The amazing flexibility of DMX Table Valued Parameters

When most people think of “Table Valued Parameters” they think of “possibly the most anticipated T-SQL feature of SQL Server 2008.”  However, little may you know, that the Data Mining team added table valued parameters and table valued functions to DMX in SQL Server 2005.  Not only has this feature been in shipping code for more than four years as of this writing, the DMX implementation is considerably easier to use as well.

This blog entry is one of those that has been requested so many times, I look back on my past posts and am simply amazed that I haven’t written it yet.  The thing is, we made the feature so easy to use, that, as the development team, we didn’t think it needed more explanation.  Of course, as the development team we think all our features our so easy to use, so it may not say much.  Since last week the question came up yet again and since I’m working from home this morning prior to a parent-teacher conference, I decided to buck down and knock this topic out.

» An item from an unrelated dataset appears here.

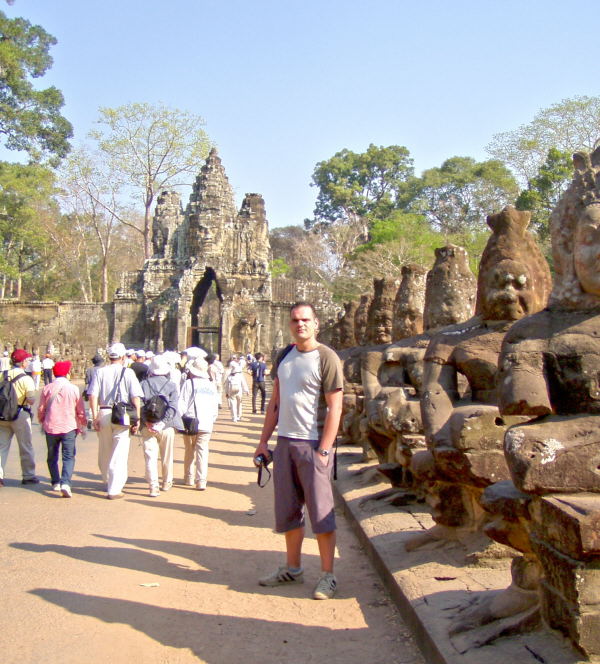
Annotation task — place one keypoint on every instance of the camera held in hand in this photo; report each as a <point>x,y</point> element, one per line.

SQL Server Data Mining – use data from anywhere

When we set out to make data mining accessible from anywhere on any data we really meant it.  Independent of where the data resides you should always be able to use that data with SQL Server Data Mining to train models or perform predictions on already existing models.  And it should be hard.  One part of this functionality is XML for Analysis (XMLA) which allows you to connect to and communicate with a SQL Server Analysis Services server using SOAP.  I’m not going to get into that now, but it means that everything that can be done using any API can be done from any platform using raw XML, if need be.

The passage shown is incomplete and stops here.